♲SEB/8☣

905 106 386
                                    

《Son Evlilik Bükücü》

"Ecmel'i öyle kafana estiği gibi alıp götüremezsin, babası benim onun!" 

"Babaymış!" Alayla güldü. "Kulağa komik geliyor. Neden acaba? Neden sadece gövde gösterisine gelince bir kızın daha olduğunu hatırlıyorsun? Neden?" 

"Saçmalama Muâz! Ben ikisini de ayırmıyorum. Hatta hiç birinizi ayırmıyorum!  Saçma komplekslerinden kurtul artık!" 

"Saçma olan şey benim komplekslerim değil! Saçma olan şey senin kızına sahip çıkamaman, annesi yok, babasının da umrunda değil! Ben kardeşime sahip çıkınca kompleks oluyor ama!"

"Bağırma bana ben senin babanım!"

"Şam babası!"

"Haddini aşma Muâz!"

"Kime ne diyorsam ben," elini alnına vurup keskin bakışlarını babasına dikti. 

"Aynısını ben senin için düşünüyorum, sen ne anlarsın baba olmaktan, koca olmaktan, sorumluluk almaktan!"

"Anlamam! Ben bir tek abi olmayı biliyorum çünkü!"

"O zaman anlamadığın şeye laf etme! Ecmel de derhal eve geliyor."

Muâz  nefesini bırakıp elini saçlarından geçirirken dönüp babasına baktı.

"Gelmiyor. Çünkü baba olmasam da bildiğim tek şey var o da buraya gelince yetim gibi hissedeceği."

Murat Bey oğlunun sözleriyle irkilerek bir kaç saniye bakakalsa da boğazını temizleyerek gözlerini kaçırdı.

"Hem koca hem de baba olduğunda benim başaramadığımı yapıp kimseyi öksüz-yetim bırakmazsın o hâlde."

İmadan ziyade bir istek gibiydi.
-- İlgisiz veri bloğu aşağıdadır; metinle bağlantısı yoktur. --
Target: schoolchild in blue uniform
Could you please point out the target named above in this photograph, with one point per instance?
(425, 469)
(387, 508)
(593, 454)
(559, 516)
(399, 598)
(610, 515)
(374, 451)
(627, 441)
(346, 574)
Murat Vuslat hayatında iki şeyi doğru düzgün yapamamıştı. Doğru düzgün bir koca olamamıştı ve daha da kötüsü bir baba olamamıştı. Muâz ve Ecmel için.

Karısıyla boşandığı zaman Muâz'ı ve Ecmel'i almak istemişti ama Murat Bey çocuklarını vermemiş üstüne büyük bir tartışma yaşamışlardı.

Aydan Hanım, 'Senin hasret giderebileceğin iki çocuğun daha var, beni yavrularımdan mahrum etme." Demişti ama Murat Vuslat dinlememişti.

Aydan Hanım uzaktan çocuk hasreti çekerken o yanıbaşında ki çocuklarının hasretiyle yanıyordu.

Anlıyordu ki Aydan'ın yüreğini yakmıştı ve bedelini ödüyordu.

"Bırakmam." Muâz kararlı bir şekilde cevap verdiğinde yüreği yanan Murat Bey yanlışı nerede yaptığını biliyordu.

Çocuklarına sahip çıkamamıştı. Onlara sevgisini hissettirememişti ve bu malesef ki çocuklarının hayatını baştan sona mahvetmişti.

"Muâz-"

"Hayır," diyerek babasının söyleyeceği şeyi tahmin ederek engelledi. "Ecmel bir kaç gün buraya gelmeyecek. Getirmeyeceğim."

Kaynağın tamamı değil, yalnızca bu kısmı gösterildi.